例えば、炭素源としては、糖(でんぷん、グルコース、ラクトース、グリセロール、アラビノース、リボース、キシロース、ガラクトース、フルクトース、マンノース、イノシトール、マンニトール、ソルビトール、グルコサミン、N-アセチルグルコサミン、セロビオース、マルトース、スクロース、トレハロース、キシリトールなど)もしくは糖源原料、アルコール、有機酸、有機酸塩、アルカンまたは他の一般的な炭素源が例示され、窒素源としては、大豆由来成分、酵母由来成分、コーン由来成分、動植物タンパク質およびその分解物、硝酸アンモニウム、硫酸アンモニウム、塩化アンモニウム、酢酸アンモニウム
等のアンモニウム塩、アンモニア、硝酸ナトリウム、硝酸カリウム、グルタミン酸ナトリウム、尿素等が例示される。
炭素源および窒素源以外の培地成分としては、微量金属塩、アミノ酸、ビタミン等が挙げられ、必要に応じて適宜添加することができる。

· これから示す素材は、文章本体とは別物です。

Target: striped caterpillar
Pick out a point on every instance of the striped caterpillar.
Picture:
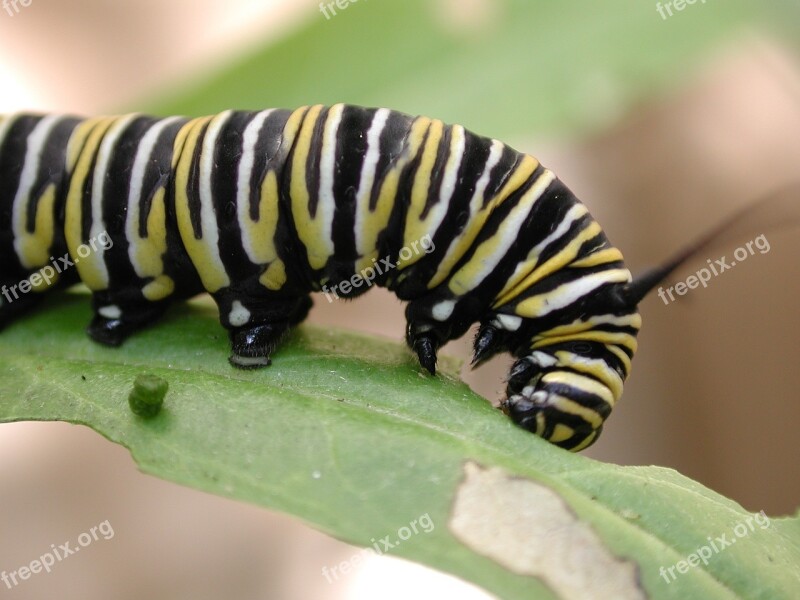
(260, 209)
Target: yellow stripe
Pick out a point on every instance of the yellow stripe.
(203, 257)
(596, 367)
(475, 224)
(609, 255)
(583, 384)
(633, 320)
(552, 265)
(33, 249)
(604, 337)
(82, 148)
(488, 255)
(416, 227)
(374, 222)
(561, 433)
(309, 229)
(586, 442)
(568, 293)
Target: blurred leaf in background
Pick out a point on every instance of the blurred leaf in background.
(502, 67)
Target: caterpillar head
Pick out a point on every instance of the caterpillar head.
(570, 371)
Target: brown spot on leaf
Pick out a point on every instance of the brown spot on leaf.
(528, 529)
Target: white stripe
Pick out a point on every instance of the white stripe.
(144, 153)
(573, 214)
(98, 183)
(367, 181)
(208, 219)
(33, 156)
(466, 280)
(246, 165)
(475, 205)
(439, 210)
(5, 125)
(326, 204)
(571, 292)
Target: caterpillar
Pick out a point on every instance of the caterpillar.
(261, 209)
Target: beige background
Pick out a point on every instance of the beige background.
(713, 392)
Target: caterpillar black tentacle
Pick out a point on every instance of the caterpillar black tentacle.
(262, 208)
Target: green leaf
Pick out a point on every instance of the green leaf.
(525, 66)
(347, 433)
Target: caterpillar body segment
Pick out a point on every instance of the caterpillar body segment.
(260, 209)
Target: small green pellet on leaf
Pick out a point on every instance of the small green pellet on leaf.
(147, 395)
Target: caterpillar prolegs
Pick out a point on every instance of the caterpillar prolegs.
(260, 209)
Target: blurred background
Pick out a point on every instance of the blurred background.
(663, 121)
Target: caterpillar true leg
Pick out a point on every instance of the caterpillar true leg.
(256, 326)
(117, 317)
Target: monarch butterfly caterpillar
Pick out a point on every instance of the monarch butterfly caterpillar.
(262, 208)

抗生物質の濃度は、細菌に対する増殖阻害濃度以下であることが好ましく、細菌の種類にもよるが、例えば、1,000ppm以下であることが好ましく、300ppm以下であることがより好ましく、90ppm以下であることがさらに好ましい。一方、抗生物質の濃度の下限は異常型コロニーの出現を抑制できる濃度であればよいが、0.01ppm以上であることが好ましく、0.1ppm以上であることがより好ましく、1ppm以上であることがさらに好ましい。
なお、1段階目は1個の培養容器、2段階目は4個の培養容器、というように後段になるにつれて培養容器の数を増やしてもよい。また1段階は1L、2段階目は10L、というように後段になるにつれて培養容器の容量を増やしてもよい。

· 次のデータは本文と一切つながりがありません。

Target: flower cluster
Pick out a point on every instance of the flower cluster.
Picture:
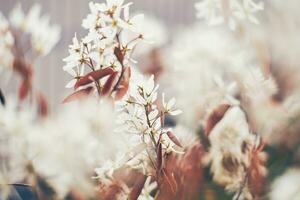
(232, 151)
(32, 145)
(231, 12)
(106, 50)
(24, 38)
(141, 124)
(131, 141)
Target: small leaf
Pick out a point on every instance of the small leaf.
(78, 94)
(24, 89)
(42, 105)
(108, 84)
(162, 118)
(119, 54)
(215, 117)
(93, 76)
(2, 98)
(22, 68)
(124, 84)
(174, 138)
(169, 176)
(137, 188)
(159, 157)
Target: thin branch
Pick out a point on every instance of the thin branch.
(2, 98)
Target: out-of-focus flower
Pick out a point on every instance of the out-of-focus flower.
(31, 139)
(232, 12)
(286, 186)
(169, 106)
(231, 153)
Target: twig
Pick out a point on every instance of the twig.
(2, 98)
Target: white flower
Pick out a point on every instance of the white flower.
(148, 188)
(169, 106)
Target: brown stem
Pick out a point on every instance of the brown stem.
(2, 98)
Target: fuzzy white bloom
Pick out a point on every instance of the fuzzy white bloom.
(154, 32)
(63, 152)
(148, 188)
(257, 86)
(231, 150)
(6, 42)
(44, 36)
(231, 12)
(286, 186)
(206, 67)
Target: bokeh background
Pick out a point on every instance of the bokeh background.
(69, 14)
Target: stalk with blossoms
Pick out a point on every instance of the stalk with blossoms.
(101, 60)
(101, 64)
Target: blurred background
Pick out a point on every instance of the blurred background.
(69, 14)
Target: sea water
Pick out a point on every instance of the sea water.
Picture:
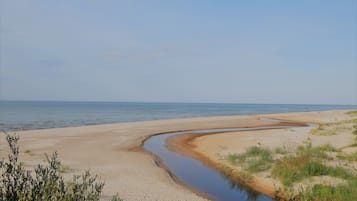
(25, 115)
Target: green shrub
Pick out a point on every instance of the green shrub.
(45, 182)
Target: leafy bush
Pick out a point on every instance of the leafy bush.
(45, 182)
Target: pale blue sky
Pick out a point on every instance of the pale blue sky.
(179, 51)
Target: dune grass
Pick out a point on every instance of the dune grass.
(333, 128)
(295, 168)
(321, 192)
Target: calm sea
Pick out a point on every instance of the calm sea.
(24, 115)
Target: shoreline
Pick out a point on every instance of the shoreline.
(114, 152)
(183, 144)
(173, 118)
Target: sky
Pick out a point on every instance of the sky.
(294, 52)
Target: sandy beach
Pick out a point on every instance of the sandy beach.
(213, 149)
(113, 151)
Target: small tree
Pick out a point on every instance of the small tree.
(45, 183)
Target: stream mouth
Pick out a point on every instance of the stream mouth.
(200, 176)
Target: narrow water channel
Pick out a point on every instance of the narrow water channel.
(200, 176)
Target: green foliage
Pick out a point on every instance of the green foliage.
(333, 128)
(45, 182)
(295, 168)
(352, 113)
(349, 157)
(321, 192)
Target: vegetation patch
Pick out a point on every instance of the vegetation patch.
(333, 128)
(349, 157)
(352, 113)
(45, 181)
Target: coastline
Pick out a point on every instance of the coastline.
(211, 149)
(113, 152)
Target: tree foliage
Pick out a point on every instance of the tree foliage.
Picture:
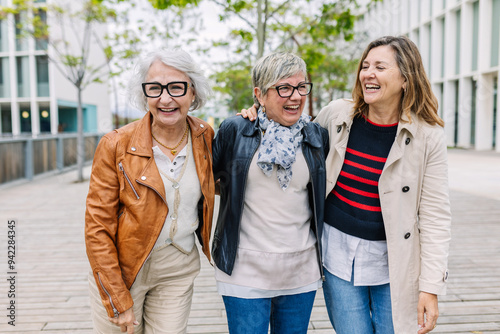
(316, 30)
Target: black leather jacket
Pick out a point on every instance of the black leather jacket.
(233, 149)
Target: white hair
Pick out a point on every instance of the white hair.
(178, 59)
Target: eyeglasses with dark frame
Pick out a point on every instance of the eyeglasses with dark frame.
(174, 88)
(288, 90)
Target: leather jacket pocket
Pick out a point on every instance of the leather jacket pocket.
(120, 165)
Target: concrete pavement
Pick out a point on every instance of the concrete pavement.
(50, 265)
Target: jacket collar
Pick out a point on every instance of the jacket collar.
(141, 141)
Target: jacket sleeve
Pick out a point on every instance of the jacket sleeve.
(101, 224)
(219, 148)
(325, 141)
(435, 217)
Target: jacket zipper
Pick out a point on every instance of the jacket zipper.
(115, 311)
(208, 150)
(316, 224)
(128, 180)
(151, 251)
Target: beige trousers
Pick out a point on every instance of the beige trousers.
(162, 294)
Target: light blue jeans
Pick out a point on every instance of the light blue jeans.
(287, 314)
(357, 309)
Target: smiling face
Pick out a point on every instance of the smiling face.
(381, 79)
(283, 110)
(168, 111)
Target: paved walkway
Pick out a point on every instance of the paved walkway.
(51, 266)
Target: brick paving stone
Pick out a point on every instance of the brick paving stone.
(52, 268)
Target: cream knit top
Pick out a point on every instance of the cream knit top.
(182, 195)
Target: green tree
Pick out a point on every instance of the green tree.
(72, 31)
(313, 29)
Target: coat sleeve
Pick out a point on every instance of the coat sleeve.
(101, 224)
(435, 217)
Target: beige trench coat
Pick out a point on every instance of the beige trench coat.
(414, 197)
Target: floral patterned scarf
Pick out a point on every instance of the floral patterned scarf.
(278, 147)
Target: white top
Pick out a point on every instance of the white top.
(277, 250)
(182, 194)
(340, 250)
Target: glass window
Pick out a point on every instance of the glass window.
(457, 42)
(41, 19)
(443, 39)
(4, 77)
(4, 39)
(23, 76)
(42, 75)
(495, 111)
(44, 118)
(5, 110)
(25, 116)
(21, 41)
(475, 34)
(495, 32)
(473, 114)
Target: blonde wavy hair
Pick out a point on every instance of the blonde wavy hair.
(418, 96)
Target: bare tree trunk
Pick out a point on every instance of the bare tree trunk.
(310, 97)
(260, 29)
(80, 143)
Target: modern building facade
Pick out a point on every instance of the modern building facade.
(460, 45)
(35, 96)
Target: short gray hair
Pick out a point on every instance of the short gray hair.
(275, 67)
(178, 59)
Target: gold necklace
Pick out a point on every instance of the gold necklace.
(172, 149)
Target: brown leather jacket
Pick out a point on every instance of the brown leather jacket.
(126, 206)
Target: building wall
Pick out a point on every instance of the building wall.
(460, 45)
(34, 93)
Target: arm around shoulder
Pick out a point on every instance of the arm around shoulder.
(330, 112)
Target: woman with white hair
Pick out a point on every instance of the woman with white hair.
(151, 191)
(271, 170)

多段階培養の培養時間について、例えば、2段階の培養を行う場合、細菌を1段階目の培地に接種して10~40時間、好ましくは20~30時間培養を行い、1段階目の培養で得られた菌体の一部を2段階目の培地に接種し、15~80時間、好ましくは20~50時間培養を行う態様が挙げられ、トータルの培養時間としては好ましくは25~120時間、より好ましくは30~80時間である。

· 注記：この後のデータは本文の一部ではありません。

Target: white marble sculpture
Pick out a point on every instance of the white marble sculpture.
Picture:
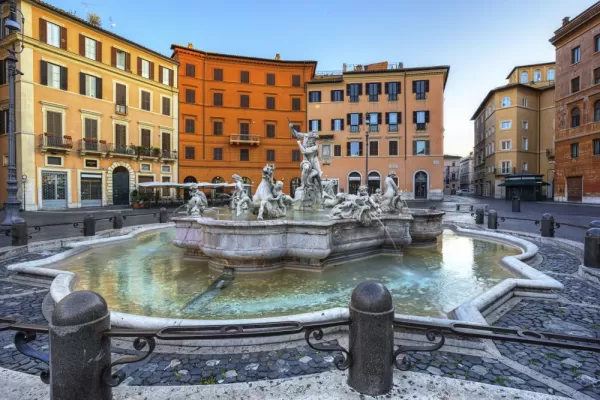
(197, 202)
(359, 207)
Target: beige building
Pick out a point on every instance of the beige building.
(514, 135)
(402, 109)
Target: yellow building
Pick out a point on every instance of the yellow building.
(95, 113)
(514, 135)
(403, 111)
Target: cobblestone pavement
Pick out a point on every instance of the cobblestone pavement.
(535, 368)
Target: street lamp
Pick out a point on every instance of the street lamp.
(12, 204)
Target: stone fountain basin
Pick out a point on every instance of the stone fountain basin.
(253, 246)
(426, 225)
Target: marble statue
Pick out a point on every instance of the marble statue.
(240, 200)
(269, 201)
(310, 191)
(391, 201)
(197, 202)
(359, 207)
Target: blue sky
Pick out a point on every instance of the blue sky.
(480, 40)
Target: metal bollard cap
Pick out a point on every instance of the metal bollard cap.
(371, 296)
(79, 308)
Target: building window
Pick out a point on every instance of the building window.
(373, 90)
(166, 106)
(575, 122)
(420, 89)
(145, 100)
(337, 95)
(190, 96)
(189, 153)
(575, 85)
(314, 96)
(354, 90)
(337, 150)
(574, 150)
(576, 55)
(354, 120)
(393, 148)
(190, 70)
(374, 148)
(296, 104)
(244, 101)
(392, 121)
(296, 81)
(337, 125)
(217, 128)
(90, 48)
(190, 126)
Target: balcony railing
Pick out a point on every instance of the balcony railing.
(49, 142)
(121, 109)
(244, 139)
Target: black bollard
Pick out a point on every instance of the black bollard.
(163, 216)
(516, 204)
(591, 249)
(19, 234)
(492, 219)
(547, 225)
(371, 339)
(479, 214)
(78, 351)
(117, 220)
(89, 225)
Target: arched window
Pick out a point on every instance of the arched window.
(575, 121)
(294, 183)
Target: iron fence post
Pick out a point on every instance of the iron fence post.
(78, 351)
(371, 339)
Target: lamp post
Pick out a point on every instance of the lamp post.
(12, 204)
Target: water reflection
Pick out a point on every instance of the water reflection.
(150, 276)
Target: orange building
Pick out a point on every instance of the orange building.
(235, 113)
(403, 111)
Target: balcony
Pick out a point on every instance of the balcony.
(244, 139)
(121, 109)
(92, 146)
(54, 144)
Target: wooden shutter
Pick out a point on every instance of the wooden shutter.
(113, 56)
(43, 30)
(63, 38)
(98, 88)
(81, 45)
(64, 78)
(82, 83)
(44, 72)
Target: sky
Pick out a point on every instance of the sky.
(481, 41)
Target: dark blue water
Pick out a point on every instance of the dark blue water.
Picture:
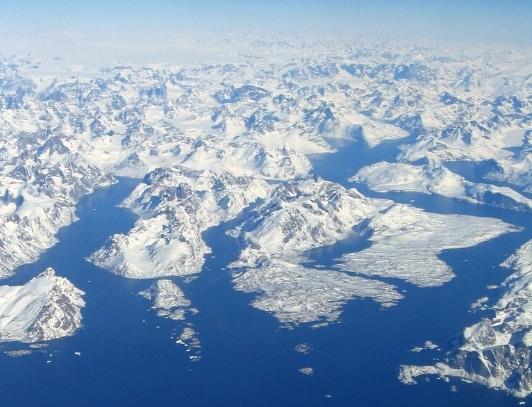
(129, 356)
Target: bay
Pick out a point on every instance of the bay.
(128, 355)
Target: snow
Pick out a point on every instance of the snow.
(495, 350)
(406, 241)
(46, 307)
(435, 178)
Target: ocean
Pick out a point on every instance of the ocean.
(128, 355)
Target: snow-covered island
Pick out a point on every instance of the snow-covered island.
(495, 352)
(46, 307)
(213, 139)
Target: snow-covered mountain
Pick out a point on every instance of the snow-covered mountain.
(175, 206)
(495, 351)
(46, 307)
(211, 139)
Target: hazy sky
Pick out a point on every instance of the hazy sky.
(468, 20)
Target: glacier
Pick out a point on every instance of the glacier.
(232, 131)
(46, 307)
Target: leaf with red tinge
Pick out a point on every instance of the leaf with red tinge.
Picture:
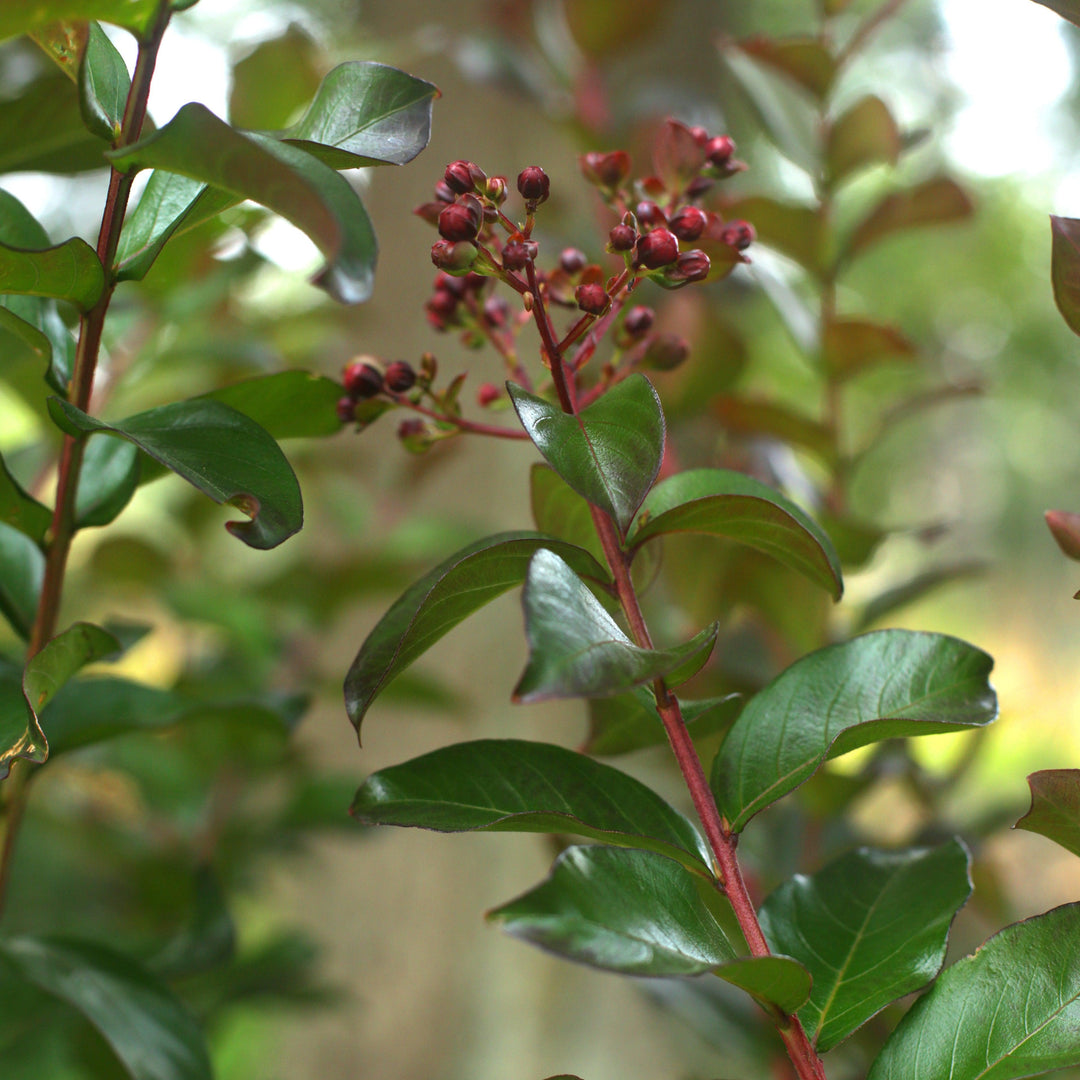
(1055, 807)
(218, 450)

例えば、3段階の培養を行う場合、細菌を1段階目の培地に接種して10~40時間、好ましくは20~30時間培養を行い、1段階目の培養で得られた菌体の一部を2段階目の培地に接種し、5~40時間、好ましくは10~30時間培養を行い、2段階目の培養で得られた菌体の一部を3段階目の培地に接種し、15~80時間、好ましくは20~50時間培養を行う態様が挙げられ、トータルの培養時間としては好ましくは30~160時間、より好ましくは35~110時間である。
例えば、4段階の培養を行う場合、細菌を1段階目の培地に接種して10~40時間、好ましくは20~30時間培養を行い、1段階目の培養で得られた菌体の一部を2段階目の培地に接種し、5~40時間、好ましくは10~30時間培養を行い、2段階目の培養で得られた菌体の一部を3段階目の培地に接種し、5~40時間、好ましくは10~30時間培養を行い、3段階目の培養で得られた菌体の一部を4段階目の培地に接種し、15~80時間、好ましくは20~50時間培養を行う態様が挙げられ、トータルの培養時間としては好ましくは35~200時間、より好ましくは60~140時間である。
例えば、最終段における抗生物質の濃度を、抗生物質を含有させた段階における抗生物質の濃度の1/2以下、1/5以下、1/10以下、1/50以下、または1/100以下とすることができ、最終段における抗生物質の濃度をゼロ(検出限界以下)にしてもよい。
例えば、後述の実施例1のように、培養を3段階で行い、1段階目と2段階目は抗生物質を添加し、3段階目は抗生物質を添加せず、2段階目の培養液を1%植え継ぐことで抗生物質濃度を2段階目の100分の1に低下させるような培養方法とすることもできる。
また、抗生物質の濃度を段階ごとで徐々に減らすこともでき、その場合、最終段における抗生物質の濃度は、最大濃度の1/2以下、1/5以下、1/10以下、1/50以下、または1/100以下とすることができる。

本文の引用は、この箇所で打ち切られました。